Use it at every shift change, especially for the 24-hour charge nurse handoff. Many teams complete it once per day and update it continuously as major events occur so the final report is already mostly assembled. The key is consistency: the oncoming nurse should know exactly where to find the latest census, resident changes, and open action items.

Who should fill out the report?

The charge nurse or shift lead should usually complete it, since that person has the broadest view of the unit. In some facilities, a designee such as a relief charge nurse or supervisor may compile the report from nurse updates before handoff. Whoever completes it should be able to confirm the facts, assign follow-ups, and identify blockers that need escalation.

What are the most common mistakes with shift report templates?

The biggest mistake is writing a freeform note that mixes facts, opinions, and unresolved tasks without clear ownership. Another common issue is listing resident changes without stating the action item, owner, or due date, which makes the next shift re-interpret the note.

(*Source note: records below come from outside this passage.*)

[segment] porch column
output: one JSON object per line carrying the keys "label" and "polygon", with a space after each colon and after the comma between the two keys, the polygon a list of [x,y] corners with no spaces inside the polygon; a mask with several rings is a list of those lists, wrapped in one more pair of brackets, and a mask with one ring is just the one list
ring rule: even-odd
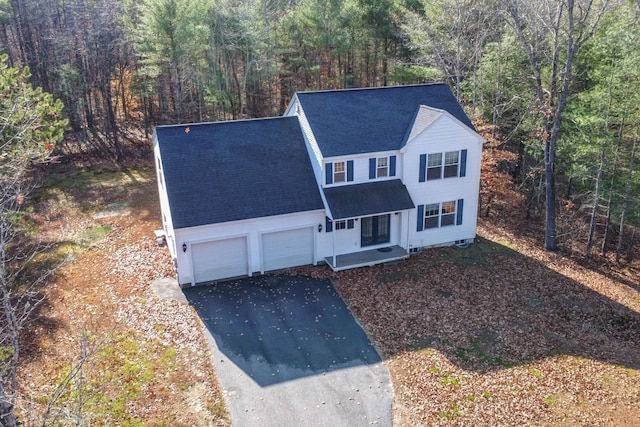
{"label": "porch column", "polygon": [[336,233],[335,233],[336,229],[335,227],[333,228],[333,233],[331,233],[331,244],[333,247],[333,268],[338,268],[338,265],[336,264]]}
{"label": "porch column", "polygon": [[411,215],[409,215],[409,211],[408,210],[402,211],[402,213],[400,214],[400,220],[401,220],[400,228],[404,227],[405,223],[407,224],[407,244],[405,245],[406,246],[405,250],[407,251],[407,253],[409,253],[409,236],[410,236],[410,230],[411,230],[410,225],[409,225],[409,219],[410,219],[409,217],[410,216]]}

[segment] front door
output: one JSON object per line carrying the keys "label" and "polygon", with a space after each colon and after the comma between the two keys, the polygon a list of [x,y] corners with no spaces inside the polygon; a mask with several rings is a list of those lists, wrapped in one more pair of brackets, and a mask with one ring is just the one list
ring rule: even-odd
{"label": "front door", "polygon": [[368,216],[362,218],[360,245],[370,246],[389,243],[391,215]]}

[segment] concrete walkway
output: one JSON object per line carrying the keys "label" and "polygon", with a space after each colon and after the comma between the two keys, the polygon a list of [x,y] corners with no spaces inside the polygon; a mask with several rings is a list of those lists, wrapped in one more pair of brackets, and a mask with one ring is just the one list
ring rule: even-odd
{"label": "concrete walkway", "polygon": [[233,425],[391,425],[388,371],[330,282],[262,276],[184,295]]}

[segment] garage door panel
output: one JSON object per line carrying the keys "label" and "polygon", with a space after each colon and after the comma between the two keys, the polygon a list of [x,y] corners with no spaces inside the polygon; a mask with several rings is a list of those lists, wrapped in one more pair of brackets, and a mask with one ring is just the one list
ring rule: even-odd
{"label": "garage door panel", "polygon": [[196,243],[191,250],[195,283],[249,274],[245,237]]}
{"label": "garage door panel", "polygon": [[298,228],[262,235],[264,270],[313,264],[313,228]]}

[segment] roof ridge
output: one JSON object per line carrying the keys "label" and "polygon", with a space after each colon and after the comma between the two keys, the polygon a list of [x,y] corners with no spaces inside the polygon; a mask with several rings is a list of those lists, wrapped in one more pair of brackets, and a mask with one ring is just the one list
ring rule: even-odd
{"label": "roof ridge", "polygon": [[170,128],[180,128],[180,127],[191,127],[191,126],[224,125],[224,124],[232,124],[232,123],[257,122],[257,121],[263,121],[263,120],[290,119],[293,117],[294,116],[272,116],[272,117],[254,117],[249,119],[218,120],[218,121],[212,121],[212,122],[176,123],[172,125],[158,125],[156,126],[156,129],[170,129]]}
{"label": "roof ridge", "polygon": [[393,86],[368,86],[368,87],[351,87],[344,89],[319,89],[319,90],[299,90],[296,94],[313,94],[313,93],[327,93],[327,92],[359,92],[368,90],[383,90],[383,89],[408,89],[424,86],[440,86],[446,85],[445,82],[432,82],[432,83],[415,83],[410,85],[393,85]]}

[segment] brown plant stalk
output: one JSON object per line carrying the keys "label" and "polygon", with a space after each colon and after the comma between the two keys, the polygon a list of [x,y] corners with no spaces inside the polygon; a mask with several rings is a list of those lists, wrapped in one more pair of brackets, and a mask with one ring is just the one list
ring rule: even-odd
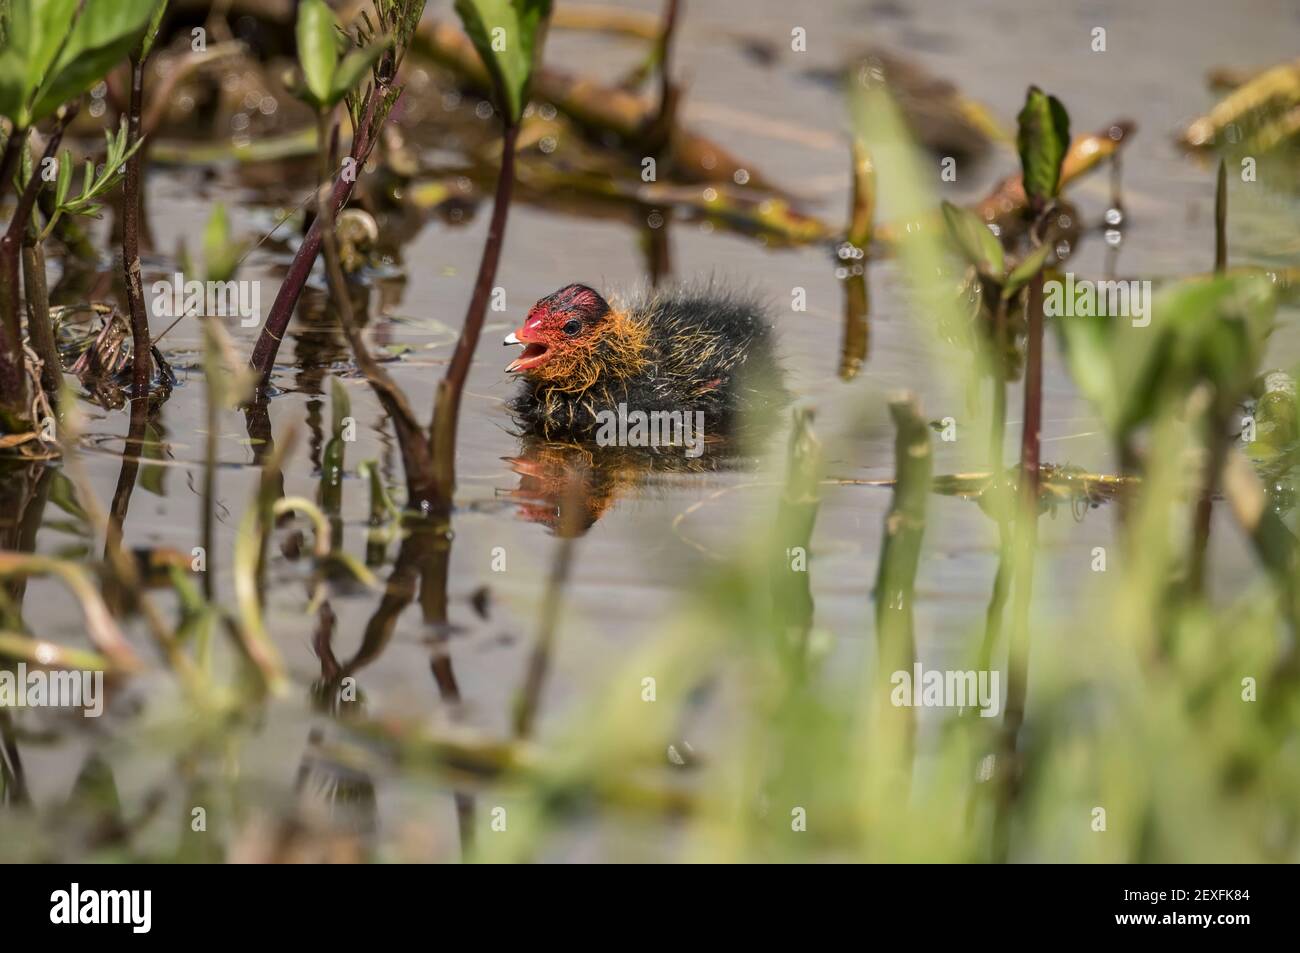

Teams also sometimes omit staffing issues or pending follow-up calls, which leaves the oncoming nurse without the full operational picture.

Can this template be customized for my facility's workflow?

Yes. You can add sections for wound care, behavior monitoring, fall risk, isolation status, physician notifications, or family communication if those are part of your routine. You can also rename sections to match your unit language while keeping the same core flow: agenda item, discussion or context, decision, and action items.

Does this template support compliance and documentation needs?

It supports good documentation habits by separating context from outcome and by recording action items with owners and due dates. That makes it easier to show what was communicated, what was decided, and what still needs follow-up. It is not a substitute for the medical record, but it can complement handoff documentation and reduce missed communication.

How is this better than ad-hoc verbal handoff?

Ad-hoc handoff is easy to forget, especially when the unit is busy or multiple residents change status at once. A structured report keeps the same categories in the same order, so the oncoming nurse can scan for census changes, resident concerns, staffing issues, and unresolved tasks. That consistency reduces omissions and makes it easier to review trends across shifts.

Can this template connect to other notes or systems?

Yes. It works well alongside resident charts, incident logs, staffing schedules, and task trackers. If your team uses a digital note system, you can link to related documentation or copy the action items into a follow-up list so nothing is lost between the report and execution.